Results for file '/home/codee/codee-demos/C/COULOMB/coulomb.c':
Successfully applied AutoFix to the loop at 'coulomb.c:coulomb:26:2' [using multi-threading]:
[INFO] coulomb.c:26:2 Parallel forall: variable 'mat'
[INFO] coulomb.c:26:2 Loop parallelized with multithreading using OpenMP directive 'for'
[INFO] coulomb.c:26:2 Parallel region defined by OpenMP directive 'parallel'
[INFO] coulomb.c:26:2 Make sure there is no aliasing among variables: vec, mat

Successfully created coulomb_codee.c

Minimum software stack requirements: OpenMP version 3.0 with multithreading capabilities
diff -C 2 coulomb.c coulomb_codee.c
        double scaleY = (y1 - y0) / rows;

+ // Codee: Loop modified by Codee (2025-03-25 09:37:31)
+ // Codee: Technique applied: multithreading with 'omp-for' pragmas
+ #pragma omp parallel default(none) shared(PI, cols, e0, mat, rows, scaleX, scaleY, size, vec, x0, y0, z0)
+ {
+ #pragma omp for schedule(auto)
for(int i=0; i<rows; i++) {
for(int j=0; j<cols; j++) {
***************
*** 38,41 ****
--- 43,47 ----
}
}
+ } // end parallel

4. Execution

Compile the original source code of Coulomb (coulomb.c) and the optimized version (coulomb_codee.c) to compare their performance.
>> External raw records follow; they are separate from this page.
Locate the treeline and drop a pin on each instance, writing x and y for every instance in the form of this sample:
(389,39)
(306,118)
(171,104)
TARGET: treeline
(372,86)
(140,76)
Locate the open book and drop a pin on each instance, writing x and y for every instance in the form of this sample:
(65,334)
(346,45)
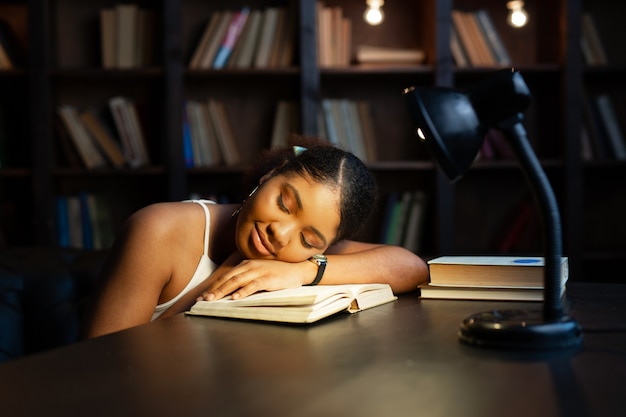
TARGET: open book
(298,305)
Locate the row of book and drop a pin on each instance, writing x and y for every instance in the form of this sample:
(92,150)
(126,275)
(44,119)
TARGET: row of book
(11,54)
(246,38)
(87,133)
(591,44)
(510,278)
(84,221)
(348,124)
(475,42)
(403,222)
(334,36)
(208,136)
(126,36)
(603,136)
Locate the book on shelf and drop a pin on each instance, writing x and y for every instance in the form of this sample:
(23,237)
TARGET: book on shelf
(216,36)
(224,132)
(208,36)
(89,153)
(103,136)
(509,278)
(475,41)
(478,37)
(461,24)
(126,36)
(204,143)
(491,35)
(298,305)
(126,18)
(130,131)
(84,221)
(243,52)
(11,53)
(272,16)
(108,38)
(347,124)
(367,130)
(235,26)
(286,123)
(368,54)
(612,128)
(334,36)
(591,43)
(403,219)
(457,49)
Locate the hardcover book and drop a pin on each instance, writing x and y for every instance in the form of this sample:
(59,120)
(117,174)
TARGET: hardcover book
(491,271)
(507,278)
(298,305)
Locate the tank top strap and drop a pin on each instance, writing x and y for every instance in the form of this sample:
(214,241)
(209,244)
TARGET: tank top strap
(207,223)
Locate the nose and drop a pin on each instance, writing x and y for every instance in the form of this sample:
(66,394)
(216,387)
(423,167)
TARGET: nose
(280,233)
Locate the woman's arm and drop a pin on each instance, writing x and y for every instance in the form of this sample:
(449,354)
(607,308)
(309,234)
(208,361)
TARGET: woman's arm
(150,262)
(359,262)
(349,262)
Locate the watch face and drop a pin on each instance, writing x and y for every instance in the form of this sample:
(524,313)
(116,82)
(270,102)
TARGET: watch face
(319,258)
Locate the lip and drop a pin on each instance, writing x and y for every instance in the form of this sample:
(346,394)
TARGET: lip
(259,242)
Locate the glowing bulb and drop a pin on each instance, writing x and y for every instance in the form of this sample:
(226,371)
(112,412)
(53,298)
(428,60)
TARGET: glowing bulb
(517,15)
(374,14)
(420,134)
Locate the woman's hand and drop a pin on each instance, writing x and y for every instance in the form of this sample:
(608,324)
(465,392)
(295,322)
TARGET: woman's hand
(254,275)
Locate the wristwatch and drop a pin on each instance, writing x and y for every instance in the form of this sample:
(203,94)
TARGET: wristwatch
(321,262)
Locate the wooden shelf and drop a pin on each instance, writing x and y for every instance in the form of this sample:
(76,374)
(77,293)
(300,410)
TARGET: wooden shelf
(64,67)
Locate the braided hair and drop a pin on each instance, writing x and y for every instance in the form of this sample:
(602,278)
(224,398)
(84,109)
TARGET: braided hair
(329,166)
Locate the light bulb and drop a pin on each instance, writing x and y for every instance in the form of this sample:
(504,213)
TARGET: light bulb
(517,15)
(374,14)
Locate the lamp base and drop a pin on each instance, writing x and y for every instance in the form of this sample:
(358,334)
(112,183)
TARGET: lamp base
(519,329)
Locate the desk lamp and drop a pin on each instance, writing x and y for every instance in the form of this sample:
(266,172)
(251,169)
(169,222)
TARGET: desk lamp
(453,124)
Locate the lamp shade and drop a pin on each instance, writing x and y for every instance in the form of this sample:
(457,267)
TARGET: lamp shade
(446,122)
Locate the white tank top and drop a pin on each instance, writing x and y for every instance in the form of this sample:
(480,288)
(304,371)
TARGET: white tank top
(205,266)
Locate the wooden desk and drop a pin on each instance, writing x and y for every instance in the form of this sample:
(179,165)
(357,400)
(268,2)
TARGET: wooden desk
(400,359)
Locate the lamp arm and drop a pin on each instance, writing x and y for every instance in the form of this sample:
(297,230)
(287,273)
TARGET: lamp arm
(544,196)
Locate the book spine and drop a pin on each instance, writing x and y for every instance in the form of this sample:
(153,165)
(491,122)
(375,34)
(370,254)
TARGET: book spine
(232,36)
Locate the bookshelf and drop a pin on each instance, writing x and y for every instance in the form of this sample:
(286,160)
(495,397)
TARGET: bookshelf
(63,67)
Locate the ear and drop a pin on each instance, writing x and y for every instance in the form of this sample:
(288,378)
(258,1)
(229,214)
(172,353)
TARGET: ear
(271,173)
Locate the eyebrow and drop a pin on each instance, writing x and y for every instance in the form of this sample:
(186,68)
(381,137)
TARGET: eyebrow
(296,195)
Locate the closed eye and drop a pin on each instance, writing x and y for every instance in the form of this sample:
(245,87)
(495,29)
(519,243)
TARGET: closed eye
(281,204)
(305,243)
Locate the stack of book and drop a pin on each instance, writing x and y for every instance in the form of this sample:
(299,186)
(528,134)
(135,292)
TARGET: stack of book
(84,221)
(591,43)
(126,36)
(87,136)
(509,278)
(404,218)
(246,38)
(11,54)
(208,136)
(334,36)
(347,124)
(475,42)
(377,55)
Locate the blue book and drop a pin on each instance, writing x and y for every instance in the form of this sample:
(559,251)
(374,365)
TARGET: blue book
(63,225)
(232,36)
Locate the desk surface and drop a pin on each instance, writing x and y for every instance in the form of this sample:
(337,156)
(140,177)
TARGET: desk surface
(399,359)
For instance, using the AMD clang compiler:

Compiler commands
clang Vector.c Matrix2D.c coulomb.c -O3 -lm -o coulomb && \
clang Vector.c Matrix2D.c coulomb_codee.c -O3 -fopenmp -lm -o coulomb_codee

And run the original executable (coulomb) and the optimized one (coulomb_codee), choosing a problem size of 600 using 128 threads. The election of the number of threads was made based on experimentation, you can see more details about the architecture of the machine on HBv4-series virtual machine overview

./coulomb 600
 - Executing test...
time (s)= 48.512988
size = 600
chksum = 69448968446
./coulomb_codee 600
 - Executing test...
time (s)= 0.501747
size = 600
chksum = 69448968446

5. Results

Across 10 executions, the optimized version ran on 0.39 ± 0.01 seconds, while the original took 24.56 ± 0.01 seconds, representing a ~63x speedup.